O'Connor's tenure on the Supreme Court is notable not just because she was the first woman, but also because of what she did in her 24 years there.

Joan Biskupic is the CNN Supreme Court analyst and author of "Sandra Day O'Connor: How the First Woman on the Supreme Court Became Its Most Influential Justice."

Joan, along those lines, you write in the book that her appointment didn't just change the court; it transformed the court. What do you mean by that?

Joan Biskupic, Author, "Sandra Day O'Connor: How the First Woman on the Supreme Court Became Its Most Influential Justice": It really did, John.

And it's great to be with you, even though at this moment we really feel some sadness, along with the weight of history, for how influential Sandra Day O'Connor was.

I like to say that she made history certainly by being the first woman justice on the Supreme Court, but, also, she was a real politician on the court. She came knowing how to count votes, knowing how to work consensus. And she had a very pragmatic style that involved not just trying to find the center of the law in America, but also trying to find the center of the court.

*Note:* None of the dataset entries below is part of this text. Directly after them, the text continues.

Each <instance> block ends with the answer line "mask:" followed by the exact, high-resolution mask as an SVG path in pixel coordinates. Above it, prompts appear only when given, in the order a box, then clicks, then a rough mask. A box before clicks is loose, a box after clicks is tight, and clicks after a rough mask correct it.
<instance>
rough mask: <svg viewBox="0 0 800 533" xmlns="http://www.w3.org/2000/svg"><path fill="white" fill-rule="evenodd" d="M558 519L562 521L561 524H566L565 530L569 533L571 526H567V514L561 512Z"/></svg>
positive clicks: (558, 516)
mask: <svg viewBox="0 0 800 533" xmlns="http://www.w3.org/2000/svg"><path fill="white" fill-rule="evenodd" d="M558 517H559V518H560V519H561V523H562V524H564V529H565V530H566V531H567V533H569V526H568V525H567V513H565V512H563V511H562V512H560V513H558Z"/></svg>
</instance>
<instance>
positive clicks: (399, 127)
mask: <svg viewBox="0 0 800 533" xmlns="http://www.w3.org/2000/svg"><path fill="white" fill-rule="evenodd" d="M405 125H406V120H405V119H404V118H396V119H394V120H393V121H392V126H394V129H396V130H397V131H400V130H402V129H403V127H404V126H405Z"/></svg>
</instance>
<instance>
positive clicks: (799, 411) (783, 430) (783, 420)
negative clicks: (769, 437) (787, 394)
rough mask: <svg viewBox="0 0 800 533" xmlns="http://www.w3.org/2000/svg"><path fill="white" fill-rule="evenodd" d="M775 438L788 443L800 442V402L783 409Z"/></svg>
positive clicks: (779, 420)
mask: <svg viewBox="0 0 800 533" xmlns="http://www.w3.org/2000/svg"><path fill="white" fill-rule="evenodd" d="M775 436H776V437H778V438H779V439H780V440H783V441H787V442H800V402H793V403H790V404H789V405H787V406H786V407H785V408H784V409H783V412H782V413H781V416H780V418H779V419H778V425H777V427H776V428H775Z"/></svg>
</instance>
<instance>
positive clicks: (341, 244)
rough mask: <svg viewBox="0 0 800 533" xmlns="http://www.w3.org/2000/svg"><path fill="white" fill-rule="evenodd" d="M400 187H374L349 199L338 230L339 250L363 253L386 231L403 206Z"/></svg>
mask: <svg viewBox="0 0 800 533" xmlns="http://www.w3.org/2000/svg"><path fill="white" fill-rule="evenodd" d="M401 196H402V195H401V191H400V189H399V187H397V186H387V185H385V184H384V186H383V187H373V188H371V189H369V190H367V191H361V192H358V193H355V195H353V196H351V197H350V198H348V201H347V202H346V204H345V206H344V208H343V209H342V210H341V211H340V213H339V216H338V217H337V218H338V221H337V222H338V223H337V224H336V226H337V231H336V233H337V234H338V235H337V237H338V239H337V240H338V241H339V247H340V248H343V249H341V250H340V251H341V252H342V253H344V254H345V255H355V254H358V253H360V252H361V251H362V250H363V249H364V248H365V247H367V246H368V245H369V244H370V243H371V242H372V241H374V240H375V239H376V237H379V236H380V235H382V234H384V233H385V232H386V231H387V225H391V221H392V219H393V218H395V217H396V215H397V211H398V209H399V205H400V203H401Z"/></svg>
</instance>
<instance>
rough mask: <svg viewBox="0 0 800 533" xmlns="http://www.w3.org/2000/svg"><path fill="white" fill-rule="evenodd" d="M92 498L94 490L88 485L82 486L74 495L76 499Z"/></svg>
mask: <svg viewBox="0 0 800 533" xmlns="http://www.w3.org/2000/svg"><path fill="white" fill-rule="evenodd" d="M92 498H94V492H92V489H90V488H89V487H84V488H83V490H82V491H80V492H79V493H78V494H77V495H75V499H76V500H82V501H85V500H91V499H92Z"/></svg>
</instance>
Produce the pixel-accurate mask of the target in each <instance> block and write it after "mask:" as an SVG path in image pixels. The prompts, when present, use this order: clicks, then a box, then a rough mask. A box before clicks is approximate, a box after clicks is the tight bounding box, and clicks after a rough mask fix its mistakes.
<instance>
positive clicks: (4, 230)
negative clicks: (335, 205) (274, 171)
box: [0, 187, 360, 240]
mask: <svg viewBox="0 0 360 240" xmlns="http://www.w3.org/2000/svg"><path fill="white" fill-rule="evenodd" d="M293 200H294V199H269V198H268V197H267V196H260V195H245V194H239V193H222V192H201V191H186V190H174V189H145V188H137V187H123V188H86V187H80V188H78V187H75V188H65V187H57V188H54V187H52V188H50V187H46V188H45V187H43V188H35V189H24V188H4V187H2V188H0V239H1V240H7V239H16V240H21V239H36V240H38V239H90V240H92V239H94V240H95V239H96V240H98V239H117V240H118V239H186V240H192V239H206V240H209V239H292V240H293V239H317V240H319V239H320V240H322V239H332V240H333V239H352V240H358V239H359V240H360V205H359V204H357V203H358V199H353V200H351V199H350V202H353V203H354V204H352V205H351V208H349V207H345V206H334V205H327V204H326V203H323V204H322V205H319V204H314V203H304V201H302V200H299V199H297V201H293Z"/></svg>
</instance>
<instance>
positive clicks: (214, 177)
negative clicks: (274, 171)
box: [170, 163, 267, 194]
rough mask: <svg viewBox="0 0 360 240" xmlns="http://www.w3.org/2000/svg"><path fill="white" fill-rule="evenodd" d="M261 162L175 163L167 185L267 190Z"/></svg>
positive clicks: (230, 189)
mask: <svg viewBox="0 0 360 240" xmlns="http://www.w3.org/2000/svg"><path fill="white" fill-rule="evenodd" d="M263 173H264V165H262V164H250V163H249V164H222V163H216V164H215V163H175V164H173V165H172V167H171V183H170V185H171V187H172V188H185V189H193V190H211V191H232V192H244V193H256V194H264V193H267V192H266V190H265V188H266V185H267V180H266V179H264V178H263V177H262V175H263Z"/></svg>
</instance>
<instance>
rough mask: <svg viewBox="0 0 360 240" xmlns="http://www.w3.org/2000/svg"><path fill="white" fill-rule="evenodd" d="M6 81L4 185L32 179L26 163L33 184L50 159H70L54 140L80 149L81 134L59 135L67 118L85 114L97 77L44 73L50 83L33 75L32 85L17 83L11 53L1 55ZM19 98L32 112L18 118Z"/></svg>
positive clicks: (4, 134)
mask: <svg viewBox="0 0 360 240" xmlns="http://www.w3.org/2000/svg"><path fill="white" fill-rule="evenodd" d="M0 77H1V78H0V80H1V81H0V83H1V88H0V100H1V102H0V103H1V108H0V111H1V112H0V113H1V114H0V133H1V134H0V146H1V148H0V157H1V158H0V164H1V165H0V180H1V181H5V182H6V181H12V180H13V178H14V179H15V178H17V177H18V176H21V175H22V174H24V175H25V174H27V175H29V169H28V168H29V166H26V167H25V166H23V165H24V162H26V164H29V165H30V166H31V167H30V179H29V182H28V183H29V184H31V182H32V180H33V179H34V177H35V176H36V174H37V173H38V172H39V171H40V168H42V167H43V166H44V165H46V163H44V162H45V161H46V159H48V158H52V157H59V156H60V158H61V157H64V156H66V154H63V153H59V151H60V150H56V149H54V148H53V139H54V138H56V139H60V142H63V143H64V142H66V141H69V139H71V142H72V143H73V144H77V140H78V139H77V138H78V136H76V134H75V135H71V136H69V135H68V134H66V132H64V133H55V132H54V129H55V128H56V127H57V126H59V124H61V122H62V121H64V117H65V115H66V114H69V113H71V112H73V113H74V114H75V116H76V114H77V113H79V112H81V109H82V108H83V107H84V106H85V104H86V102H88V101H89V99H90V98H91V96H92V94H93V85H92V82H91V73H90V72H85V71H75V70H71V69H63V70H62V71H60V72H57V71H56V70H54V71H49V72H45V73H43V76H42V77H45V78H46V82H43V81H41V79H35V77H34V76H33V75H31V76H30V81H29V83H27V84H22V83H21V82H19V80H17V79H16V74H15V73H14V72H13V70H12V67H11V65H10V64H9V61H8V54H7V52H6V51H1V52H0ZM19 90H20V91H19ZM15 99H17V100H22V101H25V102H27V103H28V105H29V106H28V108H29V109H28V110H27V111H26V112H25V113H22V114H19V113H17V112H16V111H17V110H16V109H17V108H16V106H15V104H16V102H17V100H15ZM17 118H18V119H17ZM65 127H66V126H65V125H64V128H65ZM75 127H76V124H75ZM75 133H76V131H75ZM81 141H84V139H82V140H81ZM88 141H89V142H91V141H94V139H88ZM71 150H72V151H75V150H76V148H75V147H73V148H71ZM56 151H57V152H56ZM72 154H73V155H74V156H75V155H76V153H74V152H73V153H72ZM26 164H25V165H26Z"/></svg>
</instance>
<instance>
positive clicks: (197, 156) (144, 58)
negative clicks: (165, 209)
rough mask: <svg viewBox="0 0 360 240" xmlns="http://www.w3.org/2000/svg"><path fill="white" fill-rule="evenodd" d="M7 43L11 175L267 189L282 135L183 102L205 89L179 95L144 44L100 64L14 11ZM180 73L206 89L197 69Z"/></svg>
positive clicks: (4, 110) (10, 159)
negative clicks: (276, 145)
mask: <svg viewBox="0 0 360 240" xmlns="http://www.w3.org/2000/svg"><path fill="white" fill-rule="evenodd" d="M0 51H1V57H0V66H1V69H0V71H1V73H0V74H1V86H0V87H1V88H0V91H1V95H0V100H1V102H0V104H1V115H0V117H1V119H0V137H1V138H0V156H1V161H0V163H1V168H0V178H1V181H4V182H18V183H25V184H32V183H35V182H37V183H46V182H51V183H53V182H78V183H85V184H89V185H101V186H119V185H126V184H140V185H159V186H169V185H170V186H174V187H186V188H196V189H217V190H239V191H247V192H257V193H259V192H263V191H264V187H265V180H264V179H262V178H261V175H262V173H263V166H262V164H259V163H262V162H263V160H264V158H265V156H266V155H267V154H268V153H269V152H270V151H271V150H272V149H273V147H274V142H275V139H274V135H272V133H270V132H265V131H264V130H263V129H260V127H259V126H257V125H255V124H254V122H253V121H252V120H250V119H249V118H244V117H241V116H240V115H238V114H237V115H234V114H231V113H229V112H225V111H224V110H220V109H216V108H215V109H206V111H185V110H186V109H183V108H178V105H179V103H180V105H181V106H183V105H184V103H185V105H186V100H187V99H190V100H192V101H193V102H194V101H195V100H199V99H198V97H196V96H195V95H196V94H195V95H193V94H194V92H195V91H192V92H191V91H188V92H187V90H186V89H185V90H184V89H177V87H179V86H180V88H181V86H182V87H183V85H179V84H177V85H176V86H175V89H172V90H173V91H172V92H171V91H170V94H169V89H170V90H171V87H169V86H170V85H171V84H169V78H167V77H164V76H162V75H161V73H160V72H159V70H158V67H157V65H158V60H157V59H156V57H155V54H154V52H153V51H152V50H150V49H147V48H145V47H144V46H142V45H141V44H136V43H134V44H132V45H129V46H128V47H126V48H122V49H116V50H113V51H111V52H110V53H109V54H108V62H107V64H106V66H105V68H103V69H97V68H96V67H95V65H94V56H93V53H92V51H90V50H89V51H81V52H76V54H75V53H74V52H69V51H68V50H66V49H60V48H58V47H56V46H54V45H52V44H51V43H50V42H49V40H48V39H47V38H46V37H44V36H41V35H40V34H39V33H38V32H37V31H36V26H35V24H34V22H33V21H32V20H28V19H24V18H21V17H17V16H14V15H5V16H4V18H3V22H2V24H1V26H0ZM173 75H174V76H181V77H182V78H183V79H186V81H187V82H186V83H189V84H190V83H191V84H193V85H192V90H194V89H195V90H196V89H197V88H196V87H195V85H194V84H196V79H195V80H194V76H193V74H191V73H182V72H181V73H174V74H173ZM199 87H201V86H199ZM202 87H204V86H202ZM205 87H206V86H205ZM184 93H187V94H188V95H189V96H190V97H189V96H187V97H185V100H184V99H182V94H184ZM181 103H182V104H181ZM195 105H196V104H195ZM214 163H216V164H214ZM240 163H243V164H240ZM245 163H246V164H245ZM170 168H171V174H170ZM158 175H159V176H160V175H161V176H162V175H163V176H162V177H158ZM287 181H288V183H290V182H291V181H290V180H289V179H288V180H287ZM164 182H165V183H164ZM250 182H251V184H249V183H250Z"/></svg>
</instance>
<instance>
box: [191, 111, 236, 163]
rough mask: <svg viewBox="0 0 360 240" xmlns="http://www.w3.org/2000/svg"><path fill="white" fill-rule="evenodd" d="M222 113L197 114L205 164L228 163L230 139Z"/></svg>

So there was no one like her before 1981, and there will be no one like her going forward. She influenced so many important areas that I — that you all just touched on, abortion rights, religion, racial affirmative action. But her overall approach was to ensure that, when those nine justices got together in the conference room with nobody else but them, that everyone walked away feeling like they got something.

Now, people were critical of that sort of consensus-building, center-of-the-court approach she had, but it really did steady the law in America in a way that we don't have right now.